Su aprendizaje está basado en la comprensión y el uso de significados, y no en la repetición. Sin embargo, es importante tener presente que pese a todas estas nuevas adquisiciones, se observa una disminución del rendimiento escolar. Esto se debe en parte, a los cambios corporales de esta etapa, a la labilidad emocional y de intereses, y la gran motivación por procesos sociales y afectivos.

C) Desarrollo Afectivo-Social:
Los cambios físicos y cognitivos repercuten en la autoimagen y en el comportamiento del joven: el concepto de sí mismo se ve alterado y disminuido; su conducta se torna inestable y desorganizada e impulsiva. Sus emociones, sus intereses y su humor son variables, variados e intensos. Todas estas variaciones en ellos mismos producen mucha inseguridad y confusión respecto a sí mismos, pero no lo demuestran, actúan en forma testaruda y rebelde.
En el área social, el impulso a la independencia es un factor central para cambios en las relaciones familiares y con el grupo de pares. El púber quiere tener su propio espacio y tomar sus decisiones; toma una posición crítica y oposicionista frente a sus padres y profesores, con marcada obstinación, rebeldía y descalificación frente a ellos. Sin embargo, es necesario tener presente que existe una necesidad de dependencia que coexiste con el impulso anterior, que hace su comportamiento contradictorio e impredecible. Pese a lo resistentes al cuidado y preocupación de los adultos, es muy necesario estar cerca de ellos.

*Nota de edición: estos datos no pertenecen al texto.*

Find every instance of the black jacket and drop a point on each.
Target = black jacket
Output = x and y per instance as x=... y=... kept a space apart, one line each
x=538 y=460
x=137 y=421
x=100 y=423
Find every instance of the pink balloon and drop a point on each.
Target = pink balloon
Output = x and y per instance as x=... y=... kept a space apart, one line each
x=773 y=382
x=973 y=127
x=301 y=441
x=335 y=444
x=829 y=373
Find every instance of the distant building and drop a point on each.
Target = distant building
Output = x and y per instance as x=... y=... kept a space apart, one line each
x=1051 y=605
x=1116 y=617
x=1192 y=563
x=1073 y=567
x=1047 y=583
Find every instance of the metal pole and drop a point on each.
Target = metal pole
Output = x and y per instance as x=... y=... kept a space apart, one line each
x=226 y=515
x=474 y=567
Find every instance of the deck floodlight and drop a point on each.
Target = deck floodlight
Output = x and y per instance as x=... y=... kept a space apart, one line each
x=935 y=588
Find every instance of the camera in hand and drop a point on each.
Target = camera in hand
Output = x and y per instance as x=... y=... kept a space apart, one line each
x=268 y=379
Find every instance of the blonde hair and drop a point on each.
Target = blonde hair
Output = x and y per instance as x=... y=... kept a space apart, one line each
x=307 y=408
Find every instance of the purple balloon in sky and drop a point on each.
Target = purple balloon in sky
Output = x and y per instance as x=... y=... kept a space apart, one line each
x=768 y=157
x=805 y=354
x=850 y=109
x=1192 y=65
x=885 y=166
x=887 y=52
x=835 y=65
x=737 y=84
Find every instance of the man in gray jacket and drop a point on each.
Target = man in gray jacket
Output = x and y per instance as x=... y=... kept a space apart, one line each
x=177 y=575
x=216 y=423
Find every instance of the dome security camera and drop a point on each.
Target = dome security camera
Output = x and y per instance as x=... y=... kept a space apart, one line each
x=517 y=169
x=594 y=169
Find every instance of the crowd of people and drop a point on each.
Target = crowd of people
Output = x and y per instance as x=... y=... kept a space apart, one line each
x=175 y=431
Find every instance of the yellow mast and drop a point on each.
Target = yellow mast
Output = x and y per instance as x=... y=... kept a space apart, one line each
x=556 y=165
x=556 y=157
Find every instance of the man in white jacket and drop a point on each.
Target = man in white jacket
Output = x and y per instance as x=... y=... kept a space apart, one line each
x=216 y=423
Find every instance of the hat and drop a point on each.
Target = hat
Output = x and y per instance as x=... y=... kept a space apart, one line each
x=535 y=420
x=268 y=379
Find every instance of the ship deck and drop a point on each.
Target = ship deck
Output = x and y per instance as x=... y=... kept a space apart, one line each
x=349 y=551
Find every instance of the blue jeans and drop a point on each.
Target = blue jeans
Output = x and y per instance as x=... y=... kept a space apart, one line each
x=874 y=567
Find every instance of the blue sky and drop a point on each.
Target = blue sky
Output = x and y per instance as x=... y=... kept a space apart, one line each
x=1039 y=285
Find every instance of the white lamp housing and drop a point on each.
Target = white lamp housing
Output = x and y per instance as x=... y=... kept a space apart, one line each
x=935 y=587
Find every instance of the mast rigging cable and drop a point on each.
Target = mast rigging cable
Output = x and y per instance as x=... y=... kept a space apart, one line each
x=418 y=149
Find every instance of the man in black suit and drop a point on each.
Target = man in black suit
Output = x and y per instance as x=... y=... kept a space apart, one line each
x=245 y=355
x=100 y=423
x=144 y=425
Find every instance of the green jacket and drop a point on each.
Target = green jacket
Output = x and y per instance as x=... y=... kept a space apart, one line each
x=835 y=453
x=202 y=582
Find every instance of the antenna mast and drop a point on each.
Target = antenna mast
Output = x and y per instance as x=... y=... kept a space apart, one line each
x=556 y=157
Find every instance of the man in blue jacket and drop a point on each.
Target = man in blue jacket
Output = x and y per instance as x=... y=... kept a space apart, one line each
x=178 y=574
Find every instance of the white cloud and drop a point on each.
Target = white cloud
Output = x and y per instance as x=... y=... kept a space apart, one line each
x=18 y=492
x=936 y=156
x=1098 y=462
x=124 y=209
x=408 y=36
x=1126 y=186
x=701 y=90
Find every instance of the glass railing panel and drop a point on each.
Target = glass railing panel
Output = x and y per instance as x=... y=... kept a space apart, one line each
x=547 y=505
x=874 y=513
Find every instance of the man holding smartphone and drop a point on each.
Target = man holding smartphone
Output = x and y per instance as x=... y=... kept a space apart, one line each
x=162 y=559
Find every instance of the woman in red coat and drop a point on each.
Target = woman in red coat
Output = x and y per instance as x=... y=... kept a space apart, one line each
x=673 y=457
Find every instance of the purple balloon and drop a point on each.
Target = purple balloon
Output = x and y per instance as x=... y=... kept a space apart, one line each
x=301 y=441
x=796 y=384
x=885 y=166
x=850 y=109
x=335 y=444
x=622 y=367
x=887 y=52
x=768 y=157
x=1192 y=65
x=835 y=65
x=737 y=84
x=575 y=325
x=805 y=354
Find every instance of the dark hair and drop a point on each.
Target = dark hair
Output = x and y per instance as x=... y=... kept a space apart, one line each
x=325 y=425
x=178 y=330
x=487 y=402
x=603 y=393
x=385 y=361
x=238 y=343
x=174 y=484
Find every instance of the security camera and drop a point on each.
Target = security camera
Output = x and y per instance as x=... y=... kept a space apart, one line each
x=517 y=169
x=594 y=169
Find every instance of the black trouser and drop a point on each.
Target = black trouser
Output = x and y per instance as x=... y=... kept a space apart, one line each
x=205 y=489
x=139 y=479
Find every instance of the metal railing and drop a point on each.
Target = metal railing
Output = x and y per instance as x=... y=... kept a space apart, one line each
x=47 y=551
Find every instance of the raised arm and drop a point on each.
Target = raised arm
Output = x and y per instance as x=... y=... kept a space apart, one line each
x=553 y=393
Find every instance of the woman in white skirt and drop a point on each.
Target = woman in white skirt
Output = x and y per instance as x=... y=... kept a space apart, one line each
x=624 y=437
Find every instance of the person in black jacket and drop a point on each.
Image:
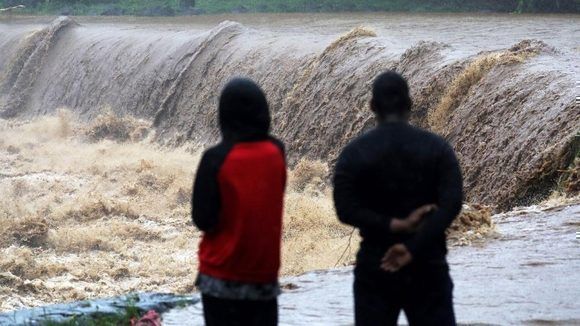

En relación al grupo de pares, se dejan los grandes grupos de la edad escolar, por pequeños grupos constituidos por dos o tres jóvenes del mismo sexo, con los que se busca mayor acercamiento personal.
Frente al sexo opuesto suelen presentar curiosidad, pero al mismo tiempo temor y desconfianza, rehuyendo al acercamiento personal directo. Pese a un aumento en la intensidad del impulso sexual, hay una dicotomía entre amor y sexo.
El grupo tiene una importancia evolutiva muy grande, ya que permite asimilar los cambios, descubrir y ensayar nuevas formas de comportamiento más autónomo y sentir el respaldo y seguridad que necesitan, para construir y afianzar su nueva identidad.